Pemkab Kutim Bidik Kemandirian Fiskal Lewat Ekonomi Hijau
SANGATTA – Wakil Bupati Kutai Timur (Wabup Kutim), Mahyunadi membuka Workshop Multi Pemangku Kepentingan terkait Strategi Peningkatan Pendapatan Asli Daerah (PAD) guna mendukung pembangunan lanskap berkelanjutan. Kegiatan yang digelar secara luring dan daring tersebut berlangsung di Ruang Pelangi 1, Hotel Royal Victoria, Sangatta, Kamis (19/02/2026)
Wabup Mahyunadi menekankan, bahwa inovasi kebijakan fiskal daerah sudah menjadi bagian dari upaya dalam mendorong pembangunan. Menurutnya, ketergantungan pada sumber pendapatan konvensional seperti pajak dan retribusi harus mulai diimbangi dengan optimalisasi peran BUMD sebagai instrumen pengungkit ekonomi.
"Pembangunan daerah tidak boleh hanya berorientasi pada pertumbuhan ekonomi semata, melainkan harus mampu menjaga keseimbangan antara kemajuan dan kelestarian lingkungan," ujar Wabup Mahyunadi.
Lebih lanjut, orang nomor dua di Kutim ini menjelaskan bahwa Pemerintah Daerah tengah menjajaki peluang pembiayaan alternatif yang ramah lingkungan. Salah satunya melalui skema karbon berbasis hasil dalam program Forest Carbon Partnership Facility serta dukungan pendanaan dari Badan Pengelola Dana Lingkungan Hidup.

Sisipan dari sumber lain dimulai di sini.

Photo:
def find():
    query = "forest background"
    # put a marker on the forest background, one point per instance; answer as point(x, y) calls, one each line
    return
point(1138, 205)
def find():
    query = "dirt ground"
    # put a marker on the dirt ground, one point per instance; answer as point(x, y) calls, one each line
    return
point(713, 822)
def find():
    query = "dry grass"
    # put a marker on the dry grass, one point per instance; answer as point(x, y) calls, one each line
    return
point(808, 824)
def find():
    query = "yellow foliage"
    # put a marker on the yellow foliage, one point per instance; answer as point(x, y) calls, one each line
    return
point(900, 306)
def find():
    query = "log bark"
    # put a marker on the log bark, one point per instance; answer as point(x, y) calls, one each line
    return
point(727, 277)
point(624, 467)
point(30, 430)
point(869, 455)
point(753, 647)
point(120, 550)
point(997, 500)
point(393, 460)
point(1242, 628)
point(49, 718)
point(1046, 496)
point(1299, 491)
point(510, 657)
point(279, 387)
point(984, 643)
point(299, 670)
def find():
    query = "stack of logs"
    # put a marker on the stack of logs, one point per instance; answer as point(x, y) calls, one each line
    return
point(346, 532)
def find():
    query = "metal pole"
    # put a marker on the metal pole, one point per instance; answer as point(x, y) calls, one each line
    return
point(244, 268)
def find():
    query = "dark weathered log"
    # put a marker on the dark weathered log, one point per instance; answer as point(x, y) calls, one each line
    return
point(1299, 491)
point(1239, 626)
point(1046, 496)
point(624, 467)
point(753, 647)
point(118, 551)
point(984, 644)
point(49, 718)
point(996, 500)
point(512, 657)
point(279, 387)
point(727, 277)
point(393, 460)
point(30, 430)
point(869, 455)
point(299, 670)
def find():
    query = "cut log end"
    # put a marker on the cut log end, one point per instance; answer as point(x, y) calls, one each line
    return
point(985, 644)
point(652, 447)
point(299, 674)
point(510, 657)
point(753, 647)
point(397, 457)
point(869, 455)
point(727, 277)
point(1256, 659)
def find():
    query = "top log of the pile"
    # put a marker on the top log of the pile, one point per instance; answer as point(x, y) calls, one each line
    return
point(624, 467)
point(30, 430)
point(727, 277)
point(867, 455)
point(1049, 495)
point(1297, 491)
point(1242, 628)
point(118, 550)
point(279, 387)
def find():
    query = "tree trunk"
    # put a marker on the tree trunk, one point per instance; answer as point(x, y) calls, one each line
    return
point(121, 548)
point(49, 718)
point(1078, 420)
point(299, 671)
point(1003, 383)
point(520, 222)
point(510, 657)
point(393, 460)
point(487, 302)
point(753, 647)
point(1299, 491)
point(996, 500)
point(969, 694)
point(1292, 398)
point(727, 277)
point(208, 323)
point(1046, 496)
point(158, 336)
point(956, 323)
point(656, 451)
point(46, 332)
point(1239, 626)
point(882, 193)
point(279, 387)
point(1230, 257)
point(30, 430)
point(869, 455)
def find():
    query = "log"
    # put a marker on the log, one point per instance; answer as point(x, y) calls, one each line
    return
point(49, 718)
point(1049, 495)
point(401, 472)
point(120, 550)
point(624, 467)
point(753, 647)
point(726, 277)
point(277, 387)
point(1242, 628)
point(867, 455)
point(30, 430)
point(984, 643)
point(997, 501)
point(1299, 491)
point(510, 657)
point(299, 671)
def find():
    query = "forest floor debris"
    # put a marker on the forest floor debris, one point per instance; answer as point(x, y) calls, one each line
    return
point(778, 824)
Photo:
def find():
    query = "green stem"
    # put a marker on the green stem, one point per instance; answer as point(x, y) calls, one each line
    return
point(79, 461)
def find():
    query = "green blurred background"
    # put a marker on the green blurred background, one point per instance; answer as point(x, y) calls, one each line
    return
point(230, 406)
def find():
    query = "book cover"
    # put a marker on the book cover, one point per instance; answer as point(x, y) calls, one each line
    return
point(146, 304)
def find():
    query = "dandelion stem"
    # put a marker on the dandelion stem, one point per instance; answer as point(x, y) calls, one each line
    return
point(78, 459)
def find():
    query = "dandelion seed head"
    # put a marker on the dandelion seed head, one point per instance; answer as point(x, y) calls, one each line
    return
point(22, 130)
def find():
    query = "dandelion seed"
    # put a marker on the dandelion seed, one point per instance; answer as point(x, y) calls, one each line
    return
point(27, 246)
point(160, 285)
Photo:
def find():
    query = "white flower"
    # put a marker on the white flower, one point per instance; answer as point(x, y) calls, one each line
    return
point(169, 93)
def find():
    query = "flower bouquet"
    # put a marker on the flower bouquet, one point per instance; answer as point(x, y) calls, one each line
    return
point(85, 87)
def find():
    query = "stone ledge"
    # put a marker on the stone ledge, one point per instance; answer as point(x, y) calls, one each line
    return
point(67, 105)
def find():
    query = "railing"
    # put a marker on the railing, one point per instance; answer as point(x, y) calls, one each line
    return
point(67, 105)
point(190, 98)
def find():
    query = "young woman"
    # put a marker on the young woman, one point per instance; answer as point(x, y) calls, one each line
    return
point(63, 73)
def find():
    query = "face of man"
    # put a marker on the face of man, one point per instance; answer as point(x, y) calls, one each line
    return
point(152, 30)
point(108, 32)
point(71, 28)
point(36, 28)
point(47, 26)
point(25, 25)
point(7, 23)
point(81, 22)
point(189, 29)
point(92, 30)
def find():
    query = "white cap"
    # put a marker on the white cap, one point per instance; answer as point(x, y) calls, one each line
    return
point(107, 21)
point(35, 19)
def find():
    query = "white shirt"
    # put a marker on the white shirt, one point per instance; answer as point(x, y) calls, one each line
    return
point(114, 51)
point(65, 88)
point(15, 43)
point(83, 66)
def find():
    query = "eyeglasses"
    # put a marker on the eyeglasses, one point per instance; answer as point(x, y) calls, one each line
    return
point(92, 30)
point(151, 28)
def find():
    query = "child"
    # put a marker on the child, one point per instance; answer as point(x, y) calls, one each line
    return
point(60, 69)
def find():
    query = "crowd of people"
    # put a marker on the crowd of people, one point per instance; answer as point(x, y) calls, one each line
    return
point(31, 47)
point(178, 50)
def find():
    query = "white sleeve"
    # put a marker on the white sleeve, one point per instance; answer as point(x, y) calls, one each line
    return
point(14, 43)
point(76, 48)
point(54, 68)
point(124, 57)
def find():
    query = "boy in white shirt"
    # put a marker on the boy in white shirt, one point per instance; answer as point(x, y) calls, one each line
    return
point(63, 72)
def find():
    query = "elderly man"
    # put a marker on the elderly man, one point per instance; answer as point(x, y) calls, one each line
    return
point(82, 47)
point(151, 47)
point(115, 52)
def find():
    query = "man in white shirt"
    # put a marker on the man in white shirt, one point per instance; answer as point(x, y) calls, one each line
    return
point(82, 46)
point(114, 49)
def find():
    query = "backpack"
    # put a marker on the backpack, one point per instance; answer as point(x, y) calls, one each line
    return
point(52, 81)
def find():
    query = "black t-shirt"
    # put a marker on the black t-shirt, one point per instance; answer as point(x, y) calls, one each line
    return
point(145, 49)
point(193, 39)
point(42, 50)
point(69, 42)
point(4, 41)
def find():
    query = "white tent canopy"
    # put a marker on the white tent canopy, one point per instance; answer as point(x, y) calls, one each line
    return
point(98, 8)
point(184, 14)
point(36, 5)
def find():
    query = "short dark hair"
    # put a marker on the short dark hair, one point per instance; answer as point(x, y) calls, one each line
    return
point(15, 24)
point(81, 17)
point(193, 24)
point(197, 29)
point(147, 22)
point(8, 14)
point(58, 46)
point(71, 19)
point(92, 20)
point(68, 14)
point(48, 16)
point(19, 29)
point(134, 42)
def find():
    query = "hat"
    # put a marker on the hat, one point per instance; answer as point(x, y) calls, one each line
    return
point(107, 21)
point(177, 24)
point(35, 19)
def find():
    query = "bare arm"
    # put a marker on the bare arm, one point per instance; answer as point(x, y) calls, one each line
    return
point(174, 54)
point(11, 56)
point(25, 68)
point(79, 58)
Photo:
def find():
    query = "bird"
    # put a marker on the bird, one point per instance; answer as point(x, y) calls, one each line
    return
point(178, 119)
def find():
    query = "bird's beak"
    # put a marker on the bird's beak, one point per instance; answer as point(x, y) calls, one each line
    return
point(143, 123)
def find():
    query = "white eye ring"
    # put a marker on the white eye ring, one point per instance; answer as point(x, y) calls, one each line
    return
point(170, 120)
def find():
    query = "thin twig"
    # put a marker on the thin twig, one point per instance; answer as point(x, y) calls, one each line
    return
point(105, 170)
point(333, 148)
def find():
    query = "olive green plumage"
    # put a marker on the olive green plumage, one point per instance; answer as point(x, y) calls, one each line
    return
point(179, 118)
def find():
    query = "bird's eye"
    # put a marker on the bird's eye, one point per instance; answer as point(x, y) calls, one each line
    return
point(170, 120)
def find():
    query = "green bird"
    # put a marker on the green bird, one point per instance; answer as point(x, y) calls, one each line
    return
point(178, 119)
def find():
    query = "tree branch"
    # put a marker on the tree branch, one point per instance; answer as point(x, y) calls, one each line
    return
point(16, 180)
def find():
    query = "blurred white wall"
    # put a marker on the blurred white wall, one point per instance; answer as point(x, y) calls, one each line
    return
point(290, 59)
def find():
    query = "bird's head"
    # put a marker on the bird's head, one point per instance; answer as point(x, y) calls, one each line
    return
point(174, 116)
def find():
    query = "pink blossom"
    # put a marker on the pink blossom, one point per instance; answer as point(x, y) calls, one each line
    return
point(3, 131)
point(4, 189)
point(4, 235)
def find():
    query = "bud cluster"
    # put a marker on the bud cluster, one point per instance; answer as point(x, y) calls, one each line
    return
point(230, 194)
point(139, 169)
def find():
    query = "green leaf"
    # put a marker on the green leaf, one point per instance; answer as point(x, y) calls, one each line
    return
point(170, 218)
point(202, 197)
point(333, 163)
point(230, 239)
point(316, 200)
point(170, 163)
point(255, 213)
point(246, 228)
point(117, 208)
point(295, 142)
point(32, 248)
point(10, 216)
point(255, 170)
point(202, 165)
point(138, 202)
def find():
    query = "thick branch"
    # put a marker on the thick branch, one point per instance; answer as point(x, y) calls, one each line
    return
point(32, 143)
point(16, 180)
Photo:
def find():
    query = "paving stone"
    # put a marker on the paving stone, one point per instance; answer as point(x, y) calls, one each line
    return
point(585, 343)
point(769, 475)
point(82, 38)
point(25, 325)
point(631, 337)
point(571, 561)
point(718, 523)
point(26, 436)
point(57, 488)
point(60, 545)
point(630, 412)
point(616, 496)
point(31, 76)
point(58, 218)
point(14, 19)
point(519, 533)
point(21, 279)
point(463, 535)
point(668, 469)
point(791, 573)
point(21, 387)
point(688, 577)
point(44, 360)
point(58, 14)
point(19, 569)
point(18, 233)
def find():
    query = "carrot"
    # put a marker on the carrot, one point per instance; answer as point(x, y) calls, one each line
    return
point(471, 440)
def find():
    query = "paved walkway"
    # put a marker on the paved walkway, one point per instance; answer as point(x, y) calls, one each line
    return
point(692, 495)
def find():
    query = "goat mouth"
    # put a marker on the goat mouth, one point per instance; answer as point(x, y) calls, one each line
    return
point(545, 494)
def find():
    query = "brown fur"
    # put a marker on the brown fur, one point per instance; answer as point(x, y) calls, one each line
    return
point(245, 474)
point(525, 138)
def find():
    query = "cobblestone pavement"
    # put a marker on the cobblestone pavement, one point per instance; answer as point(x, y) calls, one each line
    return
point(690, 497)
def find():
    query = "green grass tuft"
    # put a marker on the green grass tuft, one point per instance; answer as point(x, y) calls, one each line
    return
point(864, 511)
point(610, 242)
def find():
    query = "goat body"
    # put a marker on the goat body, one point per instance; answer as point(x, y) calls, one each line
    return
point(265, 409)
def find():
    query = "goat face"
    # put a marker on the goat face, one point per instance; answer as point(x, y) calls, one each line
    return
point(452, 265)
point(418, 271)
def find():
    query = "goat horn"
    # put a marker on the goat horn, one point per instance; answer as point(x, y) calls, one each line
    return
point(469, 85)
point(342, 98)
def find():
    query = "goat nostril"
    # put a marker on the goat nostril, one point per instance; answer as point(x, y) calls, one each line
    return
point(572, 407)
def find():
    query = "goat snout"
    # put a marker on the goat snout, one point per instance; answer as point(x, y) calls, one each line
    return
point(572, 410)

"Semoga forum ini melahirkan strategi konkret dalam peningkatan pendapatan melalui pendekatan inovatif, penguatan ekonomi hijau serta sinergi lintas sektor demi kesejahteraan masyarakat yang berkelanjutan," imbuhnya.
Sementara itu, Ketua Panitia Pelaksana, Wahyulianto menyampaikan bahwa kegiatan ini merupakan bagian dari dukungan program GIZ dalam kerangka Sustain Kutim (Sustainable Landscape Initiative). Program yang telah berjalan sejak 2023 ini direncanakan akan terus berlanjut hingga tahun 2029 mendatang.
"Salah satu aspek yang kami dorong adalah bagaimana menjadikan Kutai Timur sebagai kabupaten yang berkelanjutan di tingkat yurisdiksi, terutama pada sektor perkebunan kelapa sawit dan karet yang menjadi penopang ekonomi selain pertambangan," jelasnya.
Ia menambahkan, workshop ini juga melibatkan berbagai pakar dari Circle Indonesia, Bank Dunia (World Bank) serta perwakilan dari pemerintah daerah lain seperti Bojonegoro untuk berbagi pengalaman terkait mekanisme pendanaan publik (Public Finance Mechanism).
"Intinya kita mencoba memotret kondisi eksisiting fiskal daerah untuk kemudian merumuskan bagaimana dana publik dapat secara efektif mendukung transformasi ekonomi menuju pembangunan lanskap yang tangguh dan mandiri," pungkasnya.
Workshop tersebut dihadiri oleh berbagai pemangku kepentingan, mulai dari unsur pemerintahan, sektor swasta, hingga perwakilan Forum Petani Kelapa Sawit (FPKS) Kutai Timur.
Penulis : Irhan
#Footnote
Kabupaten Kutai Timur adalah salah satu kabupaten di Provinsi Kalimantan Timur, di Indonesia. Ibu kota kabupaten ini terletak di Sangatta. Kabupaten ini memiliki luas wilayah 35.747,50 km² atau 17 persen dari luas Provinsi Kalimantan Timur. Kabupaten Kutai Timur yang terbentuk sejak 12 Oktober 1999 berdasarkan UU. 47 Tahun 1999 ini memiliki jumlah penduduk 425.613 jiwa (semester 1 tahun 2022), terdiri dari 18 kecamatan, 139 desa definitif, 15 desa persiapan dan 2 kelurahan.